To see what RAIDs I have set up, I will select the option, “Select array”. Even though there are two hard disks in the RAID, the RAID will only show one. This is because a RAID is essentially one group consisting of a number of different storage devices.
The level of RAID is shown as RAID 1. There are two hard disks having identical data; thus, I have redundancy for a single drive failure, but the cost is my available storage is reduced by half.
To look at what storage devices are in the RAID, I will look at the option, “View Associated Physical Disks”. This interface is not very intuitive, meaning it is not easy to understand how it operates if you have not used it before.
Both hard disks are working and functional, although the interface shows them as disabled. This discrepancy occurs because the interface is designed to display the properties of individual storage devices, and this does not reflect their current operational status. To view the properties of each disk, you must manually select and enable them within the interface. If this is confusing, think of it as selecting the device rather than enabling it. Yes, the interface is confusing. Therefore, I will proceed by enabling the first hard disk, which is essentially selecting it, then view its specific properties through the option, “View Physical Disk Properties”.

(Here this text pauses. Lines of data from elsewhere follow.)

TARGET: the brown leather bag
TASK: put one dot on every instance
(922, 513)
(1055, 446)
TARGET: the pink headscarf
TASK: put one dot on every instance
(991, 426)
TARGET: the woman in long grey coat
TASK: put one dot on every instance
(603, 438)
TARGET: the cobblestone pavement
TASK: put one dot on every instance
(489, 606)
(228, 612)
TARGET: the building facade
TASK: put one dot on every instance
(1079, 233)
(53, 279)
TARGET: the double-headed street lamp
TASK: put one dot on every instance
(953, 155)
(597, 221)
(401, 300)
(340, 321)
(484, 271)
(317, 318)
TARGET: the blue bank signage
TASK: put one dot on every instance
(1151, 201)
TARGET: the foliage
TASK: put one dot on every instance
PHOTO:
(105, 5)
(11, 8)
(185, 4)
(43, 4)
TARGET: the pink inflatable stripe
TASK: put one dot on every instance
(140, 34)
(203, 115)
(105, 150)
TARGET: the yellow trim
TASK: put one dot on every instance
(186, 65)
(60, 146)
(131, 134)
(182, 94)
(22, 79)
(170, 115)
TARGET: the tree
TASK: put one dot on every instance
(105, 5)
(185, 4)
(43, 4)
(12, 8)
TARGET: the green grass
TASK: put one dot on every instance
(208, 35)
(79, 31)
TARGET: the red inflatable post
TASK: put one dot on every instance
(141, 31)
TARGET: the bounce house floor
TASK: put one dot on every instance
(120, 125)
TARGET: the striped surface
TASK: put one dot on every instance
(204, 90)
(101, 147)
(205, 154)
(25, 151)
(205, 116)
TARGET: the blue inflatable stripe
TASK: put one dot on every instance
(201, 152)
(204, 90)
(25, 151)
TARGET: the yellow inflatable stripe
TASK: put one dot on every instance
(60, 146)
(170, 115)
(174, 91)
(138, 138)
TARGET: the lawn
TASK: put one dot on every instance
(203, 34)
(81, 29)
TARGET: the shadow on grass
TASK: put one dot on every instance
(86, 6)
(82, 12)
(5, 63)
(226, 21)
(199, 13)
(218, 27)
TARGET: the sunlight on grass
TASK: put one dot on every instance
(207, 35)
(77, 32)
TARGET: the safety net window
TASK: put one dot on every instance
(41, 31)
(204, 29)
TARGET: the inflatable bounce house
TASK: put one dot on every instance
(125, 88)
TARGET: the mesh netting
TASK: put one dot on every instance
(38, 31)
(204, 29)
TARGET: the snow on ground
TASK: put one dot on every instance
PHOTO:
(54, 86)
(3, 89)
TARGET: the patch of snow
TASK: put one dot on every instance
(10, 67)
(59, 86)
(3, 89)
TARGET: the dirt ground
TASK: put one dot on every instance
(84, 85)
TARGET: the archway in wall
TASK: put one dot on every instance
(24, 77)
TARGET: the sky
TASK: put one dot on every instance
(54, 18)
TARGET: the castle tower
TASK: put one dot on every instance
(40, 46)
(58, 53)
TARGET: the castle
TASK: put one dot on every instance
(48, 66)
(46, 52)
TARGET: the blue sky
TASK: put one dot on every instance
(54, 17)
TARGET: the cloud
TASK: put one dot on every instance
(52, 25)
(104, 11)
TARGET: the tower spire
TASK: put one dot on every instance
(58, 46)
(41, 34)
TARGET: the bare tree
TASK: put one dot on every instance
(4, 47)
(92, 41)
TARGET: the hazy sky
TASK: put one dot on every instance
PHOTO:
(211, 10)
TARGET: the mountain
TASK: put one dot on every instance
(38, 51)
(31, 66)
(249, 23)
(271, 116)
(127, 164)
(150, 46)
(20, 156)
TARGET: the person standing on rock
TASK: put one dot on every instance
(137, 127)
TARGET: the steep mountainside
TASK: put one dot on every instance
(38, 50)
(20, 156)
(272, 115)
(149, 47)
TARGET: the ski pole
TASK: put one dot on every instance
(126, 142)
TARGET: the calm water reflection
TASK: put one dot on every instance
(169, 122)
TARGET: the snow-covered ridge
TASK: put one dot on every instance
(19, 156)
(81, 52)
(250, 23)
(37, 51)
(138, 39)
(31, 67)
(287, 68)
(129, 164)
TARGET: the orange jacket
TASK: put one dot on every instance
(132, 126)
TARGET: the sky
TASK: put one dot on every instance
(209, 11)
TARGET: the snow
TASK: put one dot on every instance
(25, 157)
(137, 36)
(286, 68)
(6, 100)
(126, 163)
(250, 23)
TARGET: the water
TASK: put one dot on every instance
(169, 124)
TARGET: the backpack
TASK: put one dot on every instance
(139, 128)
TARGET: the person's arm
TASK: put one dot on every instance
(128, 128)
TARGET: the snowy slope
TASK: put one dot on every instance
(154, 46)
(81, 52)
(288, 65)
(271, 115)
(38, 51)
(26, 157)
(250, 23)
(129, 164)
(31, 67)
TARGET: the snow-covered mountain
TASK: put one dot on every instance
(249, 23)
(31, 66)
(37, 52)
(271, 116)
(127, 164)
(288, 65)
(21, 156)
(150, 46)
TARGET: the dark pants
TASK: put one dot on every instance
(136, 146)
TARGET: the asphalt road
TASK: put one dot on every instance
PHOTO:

This will show the hard disk properties, including if it is currently in use. To see the other hard disk properties, I will disable the first hard disk and enable the second one. With the second hard disk enabled, when I select the option “View Physical Disk Properties”, the properties for the second one will appear. As I said, the interface is not easy to understand. Enabling the device is effectively selecting it.
Even though RAID is included on the motherboard, it is effectively an add-on to the computer’s setup. Thus, the RAID itself may be a dedicated chip on the motherboard, a part of the chipset functionality, or implemented in software. Regardless of how it is implemented, the main takeaway is, the computer setup is communicating to an add-on to get results. Thus, sometimes the interface between the two may work in unexpected ways or not be very intuitive. I generally find that when you use an interface that was not included as part of the computer’s setup, it is a little easier to work with, but when you get something for free included with your computer, you get what you pay for.
I have installed Windows 11 on this RAID. The RAID itself will appear in Windows as a single storage device. Effectively, Windows does not know the difference between a single physical storage device and when it is using a RAID.
To demonstrate what happens when a drive fails, I will now use a specialized tool to fail one of the hard disks. Do not try this at home. You will notice that even though one of the hard disks has failed, Windows continues to operate as normal. In some cases, you may have some performance degradation as the RAID attempts to access the failed hard disk. A RAID, once it has worked out the hard disk has failed, will mark it as bad and stop using it.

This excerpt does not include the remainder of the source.